Is going nuts about nuts anything like being cookoo for Coco Puffs?


----------



## Trip (May 30, 2006)

lovin that, I'm currently addicted to sunflower seeds.


----------



## kimbaby (May 30, 2006)

thanks,I love to snack on almonds,cashews, and already shelled sunflower seeds.


----------



## Little Miss J (May 31, 2006)

i love nuts, the problem is i cant stop at a tablespoon or two.  before i know it the whole lot are gone!


----------



## urmaniac13 (May 31, 2006)

Hey that's good to know... I have always been nuts about nuts, at least I am doing one thing right!! 

Btw Scrat wonders about the benefit of his acorn....


----------



## Jikoni (May 31, 2006)

Little Miss J said:
			
		

> i love nuts, the problem is i cant stop at a tablespoon or two.  before i know it the whole lot are gone!


Neither can I. Nuts about nuts. Someone once said you are what you eat...what am I in this case


----------



## Chief Longwind Of The North (Jun 1, 2006)

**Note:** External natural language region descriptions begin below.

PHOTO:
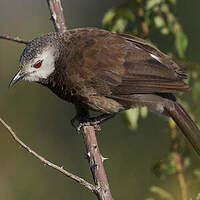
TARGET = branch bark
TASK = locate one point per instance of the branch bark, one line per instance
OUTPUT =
(101, 188)
(57, 15)
(48, 163)
(96, 163)
(94, 156)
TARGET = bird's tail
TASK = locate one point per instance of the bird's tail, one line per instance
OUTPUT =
(186, 124)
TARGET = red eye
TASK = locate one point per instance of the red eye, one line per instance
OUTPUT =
(38, 64)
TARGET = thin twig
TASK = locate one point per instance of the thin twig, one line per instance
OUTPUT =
(96, 163)
(57, 15)
(94, 155)
(15, 39)
(46, 162)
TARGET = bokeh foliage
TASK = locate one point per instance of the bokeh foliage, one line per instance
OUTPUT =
(151, 19)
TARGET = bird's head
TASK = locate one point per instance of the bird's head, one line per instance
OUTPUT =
(37, 61)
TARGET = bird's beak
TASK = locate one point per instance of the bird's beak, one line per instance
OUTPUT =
(19, 76)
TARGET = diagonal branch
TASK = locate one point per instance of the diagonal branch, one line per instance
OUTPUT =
(57, 15)
(94, 156)
(15, 39)
(46, 162)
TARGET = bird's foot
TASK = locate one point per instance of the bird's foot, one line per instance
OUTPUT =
(90, 121)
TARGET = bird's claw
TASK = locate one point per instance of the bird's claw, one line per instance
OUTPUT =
(85, 122)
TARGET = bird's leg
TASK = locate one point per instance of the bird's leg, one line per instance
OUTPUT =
(84, 119)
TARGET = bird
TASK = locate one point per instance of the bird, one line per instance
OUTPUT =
(106, 72)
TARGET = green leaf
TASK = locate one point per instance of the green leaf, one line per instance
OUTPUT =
(196, 90)
(159, 21)
(126, 13)
(152, 3)
(173, 2)
(181, 43)
(163, 194)
(197, 172)
(120, 25)
(165, 31)
(132, 116)
(108, 17)
(144, 112)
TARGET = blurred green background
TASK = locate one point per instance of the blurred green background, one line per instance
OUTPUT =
(43, 121)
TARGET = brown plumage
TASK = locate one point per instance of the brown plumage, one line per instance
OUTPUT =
(107, 72)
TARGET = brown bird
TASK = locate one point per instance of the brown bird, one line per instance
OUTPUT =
(107, 72)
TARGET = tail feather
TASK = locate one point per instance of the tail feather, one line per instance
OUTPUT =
(186, 124)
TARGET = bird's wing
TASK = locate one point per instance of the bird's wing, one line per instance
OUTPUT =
(117, 64)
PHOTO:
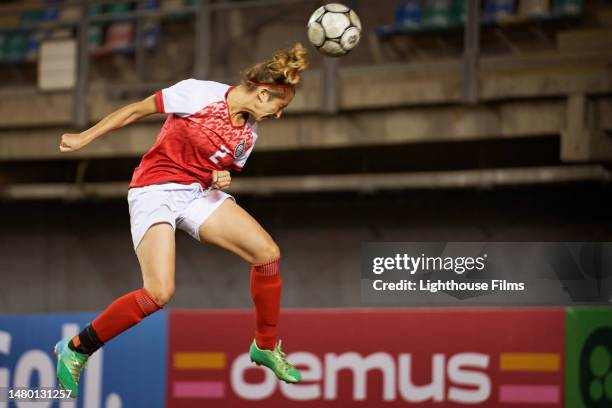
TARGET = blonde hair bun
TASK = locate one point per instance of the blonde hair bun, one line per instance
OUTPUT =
(285, 67)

Snacking on nuts is great.  But you can also use them in your meals.  Think about adding sunflower seeds to your salads and stir-fries.  Use peanuts, or peanut butter in Asian cuisine.  Add walnut or pecan pieces to your stuffings or dressings.  They are also great in jello salds.  Mix nuts into some cottage cheese and serve with crisp, iceburgh lettuce leaves.

And though deserts aren't always the healthiest foods, nuts go so well with ice cream, cookies, fudge, candies, in icings or frostings, in fruit preserves, etc.  I don't see why they  can't be put into pies (and that's other pies besides pecan pies), coblers, in crunch or crisp toppings, such as apple crisp.  I would think that the right kinds of nuts would add textural appeal to bread puddings, rice puddings, and regular puddings as well, especially nuts such as brazil nuts, macadamias, wallnuts, and pecans.  Chopped peanuts would also work, and maybe cashews.

You can think of as many different ways to incorporate them into your cooking as I can.  So, let's see what ways you can think of to use nuts.  Then we can all go nuts about nuts.

Cashew chicken anyone?

Seeeeeeya; Goodweed of the North


----------



## bethzaring (Jun 1, 2006)

A product I discovered a number of years ago that I find quite useful is pecan meal.  I originally purchased it for a standard sour cream coffee cake my family made at Christmas time, it has a filling/topping of brown sugar, butter, cinnamon and pecans.  I have since used it for cookies that call for ground pecans, Mexican Wedding cookies?, coating for chicken, added to granola and pancake batter, muffins.  It probably is just the dregs from a pecan factory but it is wonderful stuff, and considerably cheaper than pecans.


----------



## Banana Brain (Jun 8, 2006)

Yeah for PayDay bars!


----------